Whenever we submit an app we are asked to fill in a keywords field. Those keywords are the searches in which we want to show up. Since they can be too many we have to pick them wisely.
if we add keywords for searches that are really popular, chances are that the competition will push our app down in the results rank and it won’t be reached. If instead we add keywords for searches that aren’t popular at all, our app simply won’t get searched. There are numerous tools that can help estimating the volume of searches for a certain keyword and its number of results and that can accordingly help spotting out the best keywords with low competition.
5) App Title
The app title both in the app and play store can be 30 characters long. Although for the title itself we want to choose something catchy, we can use the rest of the space to add a very short description of what the app does. The reason to that is that keywords in the title are proven to be the most effective way to rank high.
For example, one of Grio’s games, which is a fun memory game, is called “Whobert’s Path”. More effectively than leaving the title as such, we could change it to “Whobert’s Path – enhance your memory!” or “Whobert’s Path – memory game” or “Whobert’s Path – train your memory!”.
The app and play stores allow to publish an app in different countries with a different title, keywords and description. As it might sound obvious and also stats confirm, in countries with different languages people for the vast majority don’t make searches in english but in the local language. This implies that solely by translating our title “Whobert’s Path – train your memory!” to “Whobert’s Path – allena la memoria!” and publishing the translation into the Italian store we could potentially expand to a new market with little to no effort.

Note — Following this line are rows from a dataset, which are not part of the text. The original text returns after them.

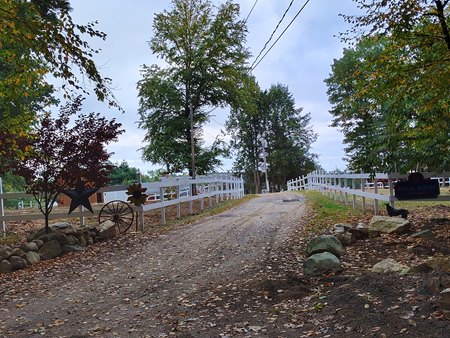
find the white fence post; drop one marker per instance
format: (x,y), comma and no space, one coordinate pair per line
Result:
(2,209)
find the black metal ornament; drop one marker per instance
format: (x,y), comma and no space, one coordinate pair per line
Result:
(80,196)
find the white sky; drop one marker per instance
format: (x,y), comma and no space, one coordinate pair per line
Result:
(301,60)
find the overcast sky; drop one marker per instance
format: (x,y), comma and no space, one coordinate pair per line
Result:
(301,60)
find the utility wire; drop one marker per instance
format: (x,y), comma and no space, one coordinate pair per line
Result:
(254,4)
(273,33)
(290,23)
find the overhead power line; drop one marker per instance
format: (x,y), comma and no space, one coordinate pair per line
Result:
(282,33)
(254,4)
(273,33)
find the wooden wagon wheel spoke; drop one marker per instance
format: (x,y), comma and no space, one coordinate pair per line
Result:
(118,212)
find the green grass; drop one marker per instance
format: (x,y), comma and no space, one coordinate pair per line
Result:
(324,212)
(216,209)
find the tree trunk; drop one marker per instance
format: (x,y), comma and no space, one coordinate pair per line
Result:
(443,22)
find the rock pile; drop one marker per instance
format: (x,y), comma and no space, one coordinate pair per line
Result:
(323,256)
(62,237)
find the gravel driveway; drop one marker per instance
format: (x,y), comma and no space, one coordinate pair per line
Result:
(194,281)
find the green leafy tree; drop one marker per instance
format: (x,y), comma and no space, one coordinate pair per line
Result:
(39,38)
(269,122)
(245,125)
(123,174)
(390,111)
(64,151)
(13,183)
(289,137)
(203,48)
(391,91)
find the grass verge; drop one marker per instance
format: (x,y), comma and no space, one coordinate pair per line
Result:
(216,209)
(324,212)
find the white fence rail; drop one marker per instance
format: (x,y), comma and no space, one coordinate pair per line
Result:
(166,192)
(346,187)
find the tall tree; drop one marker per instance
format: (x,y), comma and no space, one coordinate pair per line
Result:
(391,91)
(63,151)
(203,48)
(245,126)
(38,38)
(269,122)
(289,136)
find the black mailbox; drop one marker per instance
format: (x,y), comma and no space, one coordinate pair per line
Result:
(416,187)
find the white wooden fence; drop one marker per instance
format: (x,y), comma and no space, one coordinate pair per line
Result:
(166,192)
(346,187)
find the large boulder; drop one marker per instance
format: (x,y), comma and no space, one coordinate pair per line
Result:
(390,265)
(106,230)
(30,246)
(5,251)
(17,263)
(444,302)
(321,263)
(50,250)
(324,243)
(32,257)
(346,238)
(389,225)
(5,266)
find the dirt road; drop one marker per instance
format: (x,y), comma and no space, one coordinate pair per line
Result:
(196,281)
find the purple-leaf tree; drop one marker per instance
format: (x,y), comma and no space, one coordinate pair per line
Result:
(65,150)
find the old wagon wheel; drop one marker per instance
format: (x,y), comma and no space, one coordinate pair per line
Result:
(119,212)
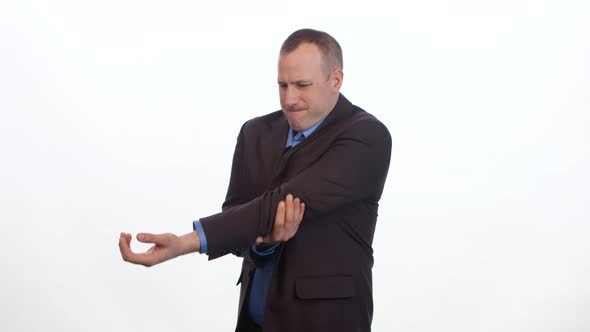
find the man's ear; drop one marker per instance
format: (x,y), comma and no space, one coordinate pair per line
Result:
(336,79)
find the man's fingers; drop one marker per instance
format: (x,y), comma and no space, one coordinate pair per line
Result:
(301,212)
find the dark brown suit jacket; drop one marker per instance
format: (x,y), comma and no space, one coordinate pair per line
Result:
(322,280)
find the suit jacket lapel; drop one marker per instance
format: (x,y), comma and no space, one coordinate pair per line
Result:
(341,111)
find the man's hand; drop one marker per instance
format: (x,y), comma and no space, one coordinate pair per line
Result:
(166,246)
(287,220)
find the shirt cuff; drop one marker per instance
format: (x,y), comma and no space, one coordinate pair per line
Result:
(265,252)
(199,228)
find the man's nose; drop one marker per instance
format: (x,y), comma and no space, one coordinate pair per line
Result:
(291,96)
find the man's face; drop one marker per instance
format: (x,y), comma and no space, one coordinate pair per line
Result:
(307,92)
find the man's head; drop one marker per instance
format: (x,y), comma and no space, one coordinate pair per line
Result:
(310,76)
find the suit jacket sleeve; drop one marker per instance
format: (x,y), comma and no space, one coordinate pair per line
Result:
(353,168)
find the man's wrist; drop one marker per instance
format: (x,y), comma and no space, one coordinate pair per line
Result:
(190,242)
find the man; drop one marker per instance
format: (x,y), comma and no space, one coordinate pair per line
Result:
(327,153)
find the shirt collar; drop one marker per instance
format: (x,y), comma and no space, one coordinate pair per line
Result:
(306,133)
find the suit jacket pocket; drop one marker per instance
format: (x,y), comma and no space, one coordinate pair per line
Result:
(324,287)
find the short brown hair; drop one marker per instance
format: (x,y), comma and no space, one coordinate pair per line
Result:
(329,47)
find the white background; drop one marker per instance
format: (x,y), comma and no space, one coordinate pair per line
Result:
(122,116)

It has to be mentioned that if we are not translating the content of our app (which might be more of a time consuming activity) what said only applies to apps that are not much text based like visual games otherwise the app won’t get any interest from the public being gibberish and unusual.
Although finding a translator online could be fairly simple and standard, it doesn’t cover it all, as we also need to take into account that the translated keywords may not be trending or popular in the selected country.
A few tricks that serve this purpose are explained in this post: http://makeappmag.com/iphone-app-localization-keywords/.
The most interesting approach uses the app/play store search autocompletion. Let’s assume that we are looking for what might be trending keywords in Italy related to our memory game “Whobert’s Path”. We could translate the word memory in Italian and get “memoria”, then type it in the search in the store: http://drt.io/alwij and see what gets suggested in the typeahead.
Those suggested keywords are likely to be suggested as the result of being popular searches linked to our keyword on the local store and are very good candidates for us to be used. We then could list those suggestions and check the estimated volume of searches and number of competitors and in the case of good numbers we accomplished our task.
So there are many ways to improve your app’s search rankings. You should use all of them!